Ivan is a most peculiar individual. He sees the mathematics of love and attraction in addition to his day job, a high end stockbroker in The Netherlands, trading fortunes in the blink of an eye. At the beginning, he’s a promising trainee and his mentor takes a chance on him; it immediately pays off. But Ivan isn’t interested in wealth or lots of money—though he likes his new apartment—but rather the mathematical solving of problems of a vast complicated system.
The closest cinematic comparison I can give to Ivan is the protagonist of Darren Aronofsky’s Pi. But there’s no outright mental illness here or conspiracy theories. Instead is a portrait focusing solely on a unique character. Eccentricity rarely gets such a multi-faceted portrayal. Oscar Van Rompay embodies Ivan so completely that the very particular way he moves becomes just as important as anything he says or does. I asked Van Rompay in the screening’s Q&A if he had studied dance. He has not. This makes the performance all the more remarkable.
Examples of Ivan’s eccentric behavior: When he asks an attractive receptionist out on a date he does so in the third person as if positing a math theorem. When he takes her back to his place he shows her baby mice in a floor air duct like they were chicks fresh from eggs. When under a stressful crunch from work he goes out into the Amsterdam night. Instead of shacking up in the red light district he goes to a hostel with sleeping arrangements like army barracks. There are dozens of others that can be pointed out. His more normal side is shown too. Ivan reaches out to a shy co-worker in order to help him come out of his shell.
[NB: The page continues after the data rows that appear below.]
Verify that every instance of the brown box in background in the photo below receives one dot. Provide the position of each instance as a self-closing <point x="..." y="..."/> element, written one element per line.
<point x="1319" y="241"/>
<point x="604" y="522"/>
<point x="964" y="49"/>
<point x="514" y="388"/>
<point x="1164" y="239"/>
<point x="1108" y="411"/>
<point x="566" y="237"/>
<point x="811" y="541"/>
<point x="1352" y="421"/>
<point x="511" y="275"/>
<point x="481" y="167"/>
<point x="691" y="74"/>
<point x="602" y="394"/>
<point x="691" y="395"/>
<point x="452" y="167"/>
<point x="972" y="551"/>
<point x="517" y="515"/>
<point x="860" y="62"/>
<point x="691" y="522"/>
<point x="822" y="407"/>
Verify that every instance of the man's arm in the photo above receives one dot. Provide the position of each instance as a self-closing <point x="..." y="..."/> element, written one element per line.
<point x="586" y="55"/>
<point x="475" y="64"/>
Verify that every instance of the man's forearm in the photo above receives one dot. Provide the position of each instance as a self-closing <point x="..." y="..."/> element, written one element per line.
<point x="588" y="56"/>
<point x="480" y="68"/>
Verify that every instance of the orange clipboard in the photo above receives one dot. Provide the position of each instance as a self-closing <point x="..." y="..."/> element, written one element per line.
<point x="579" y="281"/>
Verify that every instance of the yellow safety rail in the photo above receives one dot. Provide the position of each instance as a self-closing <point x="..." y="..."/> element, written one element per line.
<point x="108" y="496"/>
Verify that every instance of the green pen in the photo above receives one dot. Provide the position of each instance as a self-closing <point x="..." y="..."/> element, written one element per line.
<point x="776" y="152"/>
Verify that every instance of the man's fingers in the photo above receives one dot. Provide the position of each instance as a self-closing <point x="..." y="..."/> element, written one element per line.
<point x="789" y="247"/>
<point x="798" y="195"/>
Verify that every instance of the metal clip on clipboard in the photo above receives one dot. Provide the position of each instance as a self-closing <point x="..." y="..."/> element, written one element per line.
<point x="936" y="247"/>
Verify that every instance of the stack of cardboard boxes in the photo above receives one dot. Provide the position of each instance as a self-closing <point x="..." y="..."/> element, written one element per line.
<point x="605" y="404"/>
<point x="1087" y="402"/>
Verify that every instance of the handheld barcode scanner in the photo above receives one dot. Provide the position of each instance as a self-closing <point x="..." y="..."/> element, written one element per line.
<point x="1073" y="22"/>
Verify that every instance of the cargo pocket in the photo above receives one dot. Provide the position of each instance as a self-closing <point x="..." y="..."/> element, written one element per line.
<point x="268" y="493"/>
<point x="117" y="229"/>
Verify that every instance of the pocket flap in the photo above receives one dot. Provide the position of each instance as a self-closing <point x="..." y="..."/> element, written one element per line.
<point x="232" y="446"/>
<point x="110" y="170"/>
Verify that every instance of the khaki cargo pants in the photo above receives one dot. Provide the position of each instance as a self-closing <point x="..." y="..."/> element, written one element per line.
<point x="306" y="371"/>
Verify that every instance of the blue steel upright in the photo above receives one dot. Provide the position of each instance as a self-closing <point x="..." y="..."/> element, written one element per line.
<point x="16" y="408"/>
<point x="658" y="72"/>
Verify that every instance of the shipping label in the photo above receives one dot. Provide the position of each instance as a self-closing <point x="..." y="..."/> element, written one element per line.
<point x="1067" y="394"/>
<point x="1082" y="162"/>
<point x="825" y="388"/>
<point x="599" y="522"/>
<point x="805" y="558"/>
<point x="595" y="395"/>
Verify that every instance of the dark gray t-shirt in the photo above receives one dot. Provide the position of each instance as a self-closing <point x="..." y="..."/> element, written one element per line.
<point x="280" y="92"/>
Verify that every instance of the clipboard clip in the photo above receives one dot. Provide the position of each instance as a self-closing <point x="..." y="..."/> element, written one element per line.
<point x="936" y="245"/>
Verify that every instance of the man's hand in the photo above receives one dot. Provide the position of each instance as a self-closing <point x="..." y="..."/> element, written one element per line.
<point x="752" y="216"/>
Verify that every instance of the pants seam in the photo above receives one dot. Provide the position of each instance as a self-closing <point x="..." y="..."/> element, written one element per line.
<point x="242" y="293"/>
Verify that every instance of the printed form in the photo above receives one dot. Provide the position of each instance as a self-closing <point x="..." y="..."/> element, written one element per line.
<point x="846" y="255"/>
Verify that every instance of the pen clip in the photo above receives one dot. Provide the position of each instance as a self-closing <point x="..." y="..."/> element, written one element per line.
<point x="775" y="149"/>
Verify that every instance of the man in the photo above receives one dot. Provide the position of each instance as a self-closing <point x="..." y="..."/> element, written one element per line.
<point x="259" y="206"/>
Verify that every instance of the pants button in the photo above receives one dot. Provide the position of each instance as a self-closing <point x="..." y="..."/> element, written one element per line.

Writer-director Jaap van Heusden and Oscar Van Rompay are to be commended for making a financial industry boiler room drama that side-steps major clichés. Cinematographer Jan Moeskops shoots the cool corporate environment in a way that’s somehow captivating. The broad structure of a rise and fall story is present but Ivan is so unique that it feels fresh and new. Win/Win is one of this year’s best.